MASTER DRILLING UNAUDITED INTERIM RESULTS FOR SIX MONTHS ENDED 30 JUNE 2015: 22,9% Increase in ZAR headline earnings per share
Highlights for the period:
- Revenue up 3,1% in ZAR terms, and down 7,5% in US$ terms
- Profit attributable to equity shareholders up by 10,5% from US$8.4 million to US$9.3 million
- ZAR Headline earnings per share up by 22,9% from 61,0 cents to 75,0 cents
- US$ Headline earnings per share up by 10,4% from 5.7 cents to 6.3 cents
- Cash generated from operations up by 175,3% from US$8.7 million to US$24.0 million
Johannesburg – Master Drilling Group Limited (Master Drilling; JSE: MDI), providers of specialised drilling services worldwide, has announced a 22,9% increase in ZAR headline earnings per share from 61,0 cents to 75,0 cents. Profits were up by 11% to US$ 10.4 million, from US$9.3 million and the Group saw a 10,4% increase in US$ headline earnings per share to 6.3 cents from 5.7 cents.
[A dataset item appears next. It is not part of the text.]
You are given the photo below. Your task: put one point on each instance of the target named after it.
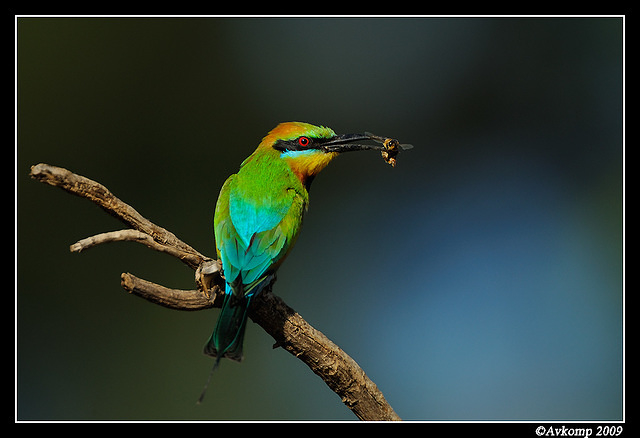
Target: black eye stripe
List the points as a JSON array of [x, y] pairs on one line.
[[296, 144]]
Master Drilling reports that while its order book is stable, it is mindful of the current difficult economic landscape. The four strategic pillars of the Group hedged the group against the economic downturn in commodities.
Strategic progress in various areas delivered as follows during the first half of the year:
- Commissioning of the RD8-1500, the largest raise bore rig in the world;
- Expansion of the Group’s geographical footprint into Ecuador and Colombia;
- Service offerings in the energy sector on hydro projects;
- The continuation of the drill rig fleet automation programme to enhance safety and efficiencies; and
- The expansion of the fleet size to 145 rigs.
The utilisation of the Group’s raise bore rigs declined from 76% (H1 2014) to 68% (H1 2015) due to the economic environment. However, revenue generated per operating rig increased from US$ 111,303 to US$ 122,732. This is attributable to additional capital invested in adding machines with larger capabilities to the current fleet.
With 50% of Master Drilling’s revenue generated in US Dollars, the risk of further devaluation of the Rand against other currencies, particularly the US$, is largely countered.
By keeping its growth strategy intact, Master Drilling maintained a good performance; strengthened by a diverse footprint and commodity mix in its customer base. The vertically integrated business model supports end-to-end solutions in terms of design and assembly of rigs, training and engineering support and ultimately diverse drilling applications. These core activities are production stage centered reducing exposure to more volatile aspects in business sectors and commodity markets.
Commenting on the interim results, Master Drilling CEO Danie Pretorius said, “We continue to lead as a world-class supplier of technologically advanced mine drilling operations, as well as delivering on value-added services. Our results reflect the merit of our diversification and organic growth strategies.”
Looking ahead, Master Drilling’s business strategy remains to achieve growth through further diversification of its business operations globally and within selected industries. The expansion of its service offering into non-commodity related services is gaining traction in the energy sector. Achieving organic growth targets is on track with operations having commenced in Ecuador and Colombia.
Despite the economic downturn in the commodity markets, the company managed to achieve results above expectations. Management continuously drives efficiency and cost control as they look to protect the cash of the business. During this time Master Drilling is improving their systems and investing in the training and development of their people.
Investment of expansion capital since listing is expected to be largely completed during the last quarter of this financial year. New machines built in this process are likely to be commissioned during the first half of next year. Efficiency and safe operation of rigs remain crucial and Master Drilling continues to automate the fleet to achieve higher operational standards.